Moving closer to the arguments over the uses and abuses of style, the problem with the notion that we are “writing at the end of the world” is that it folds too neatly into the apocalypticism of the Sticklers, they who are looking for the rhetorical end of days, using style as the vehicle to bring about the final conflict that will even all scores, close all the books.[6] Although Kaczynski may not be the model psyche to understand our students’ discontents, he does present an interesting case study of Stickler fighting spirit. While his pretrial was in progress, Kaczynski was already working on “Truth versus Lies,” a treatise arguing against his family’s portrayal of him as mentally ill. This 548-page rebuttal had for Kaczynski evidentiary significance, so it’s not surprising that in his correspondence with the would-be publisher of the manuscript, Beau Friedlander, Kaczynski’s inner editor would go into overdrive. When a copyeditor changed the spelling of extravert to extrovert, Kaczynski wrote Friedlander a full page on the Latin origins and contemporary misspellings of the word, concluding

Introvert (turned inward) and extravert (turned outward) were originally (and, I claim, correctly) spelled with an o and an a respectively. However, because the two words were paired, there was confusion about where the o and the a were supposed to go, and consequently one encountered the misspellings intravert and extrovert so frequendy that they eventually became accepted as alternative spellings. (4 Dec. 1998)

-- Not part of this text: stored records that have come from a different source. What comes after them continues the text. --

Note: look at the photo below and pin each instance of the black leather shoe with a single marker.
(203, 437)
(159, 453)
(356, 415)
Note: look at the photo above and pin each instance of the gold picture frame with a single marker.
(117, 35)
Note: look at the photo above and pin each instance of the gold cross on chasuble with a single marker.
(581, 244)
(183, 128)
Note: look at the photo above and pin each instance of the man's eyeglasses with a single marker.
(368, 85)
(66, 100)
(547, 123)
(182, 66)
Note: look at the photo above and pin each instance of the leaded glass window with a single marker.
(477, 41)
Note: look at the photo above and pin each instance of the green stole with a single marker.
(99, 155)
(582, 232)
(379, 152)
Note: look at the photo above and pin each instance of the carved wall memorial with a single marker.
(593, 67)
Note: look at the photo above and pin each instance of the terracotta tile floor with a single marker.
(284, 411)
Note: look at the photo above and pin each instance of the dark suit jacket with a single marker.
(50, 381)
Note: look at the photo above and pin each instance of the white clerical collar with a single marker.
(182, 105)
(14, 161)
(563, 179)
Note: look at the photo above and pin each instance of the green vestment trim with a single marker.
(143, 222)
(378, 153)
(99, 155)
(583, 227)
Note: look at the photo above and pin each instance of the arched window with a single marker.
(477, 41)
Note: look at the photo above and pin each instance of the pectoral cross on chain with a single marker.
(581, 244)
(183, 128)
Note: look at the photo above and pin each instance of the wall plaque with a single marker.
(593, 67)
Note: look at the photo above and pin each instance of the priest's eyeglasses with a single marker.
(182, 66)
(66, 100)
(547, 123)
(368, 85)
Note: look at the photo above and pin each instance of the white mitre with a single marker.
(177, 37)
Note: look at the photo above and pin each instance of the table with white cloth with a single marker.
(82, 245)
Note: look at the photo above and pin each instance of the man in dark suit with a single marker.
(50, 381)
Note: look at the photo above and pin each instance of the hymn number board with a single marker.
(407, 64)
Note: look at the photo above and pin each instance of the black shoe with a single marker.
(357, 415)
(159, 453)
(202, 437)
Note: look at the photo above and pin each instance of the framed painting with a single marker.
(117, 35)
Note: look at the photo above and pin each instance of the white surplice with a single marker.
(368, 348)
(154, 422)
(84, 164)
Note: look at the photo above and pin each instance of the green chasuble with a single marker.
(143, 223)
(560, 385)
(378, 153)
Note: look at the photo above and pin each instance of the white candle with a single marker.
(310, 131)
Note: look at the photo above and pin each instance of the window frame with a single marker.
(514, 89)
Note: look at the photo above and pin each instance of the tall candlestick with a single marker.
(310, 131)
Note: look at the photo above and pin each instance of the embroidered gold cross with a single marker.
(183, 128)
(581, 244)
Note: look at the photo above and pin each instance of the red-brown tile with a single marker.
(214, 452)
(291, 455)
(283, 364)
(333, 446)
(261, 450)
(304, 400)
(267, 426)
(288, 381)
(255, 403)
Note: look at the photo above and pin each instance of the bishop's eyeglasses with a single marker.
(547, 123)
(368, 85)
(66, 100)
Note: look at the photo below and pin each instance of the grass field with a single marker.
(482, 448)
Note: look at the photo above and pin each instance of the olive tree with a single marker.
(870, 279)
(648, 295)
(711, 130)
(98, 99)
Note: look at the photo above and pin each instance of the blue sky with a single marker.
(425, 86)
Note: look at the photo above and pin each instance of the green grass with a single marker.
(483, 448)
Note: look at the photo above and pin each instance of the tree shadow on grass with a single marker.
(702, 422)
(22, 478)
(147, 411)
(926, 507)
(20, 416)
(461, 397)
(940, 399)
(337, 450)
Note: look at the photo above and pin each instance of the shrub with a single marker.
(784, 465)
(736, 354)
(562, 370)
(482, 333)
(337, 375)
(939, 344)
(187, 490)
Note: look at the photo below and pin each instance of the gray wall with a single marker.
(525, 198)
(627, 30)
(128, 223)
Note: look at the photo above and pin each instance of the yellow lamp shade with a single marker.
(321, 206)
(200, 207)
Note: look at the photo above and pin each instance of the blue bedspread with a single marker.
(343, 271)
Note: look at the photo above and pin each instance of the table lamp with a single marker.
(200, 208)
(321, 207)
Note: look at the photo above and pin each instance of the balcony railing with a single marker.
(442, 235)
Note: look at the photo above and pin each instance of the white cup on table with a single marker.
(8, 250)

Kaczynski had set the editorial terms with Friedlander in an October 1998 letter, asking that Friedlander not make any changes that would alter the meaning of the text, or that not so many changes be made “that the writing would no longer be my own” (2). Subsequent letters would reveal that he really wanted next to no changes at all. In an April 1999 letter, Kaczynski charged that Friedlander had failed to honor his wishes, and parsed Friedlander’s edits into four categories: those that changed his meaning; those “not clearly right or wrong” but simply an imposition of personal preference; those “clearly wrong”; and finally, those few edits that fixed a definitive flaw in the prose. Kaczynski gave examples of each category, emphasizing the debasement of both his prose and the English language. In category one he gave as an example, “On p. 2, line 2 you change ‘they must have sensed my contempt for them’ to ‘Perhaps they sensed my contempt for them.’ But ‘must have’ is precisely what I meant, not ‘perhaps’” (3). For an example of a “clearly wrong” edit, Kaczynski, tacking on a lesson in idiomatic style, wrote

On p. 28, lines 10-11, you want me to say: “I never had more than a handful of philosophical or intellectual discussions with K. H.” This won’t do. You can speak literally of a handful of pennies or a handful of peanuts, and you can speak figuratively of a handful of people or a handful of cases, but you can’t speak of a handful of discussions. It just isn’t idiomatic English.

Kaczynski then proposed that Friedlander limit himself to one hundred edits. Later, in an August 1999 letter, Kaczynski seemed to reach the pinnacle of Sticklerdom: “Your page proofs usually indicate an ellipsis together with a period by 4 equally- spaced dots: ‘Man bites dog....’ Thus there is ambiguity as to whether the ellipsis precedes or follows the period. (Note the difference between ‘Man bites dog... .’ and ‘Man bites dog....’). Ideally this distinction should be preserved.” As usual, he had a point, but still....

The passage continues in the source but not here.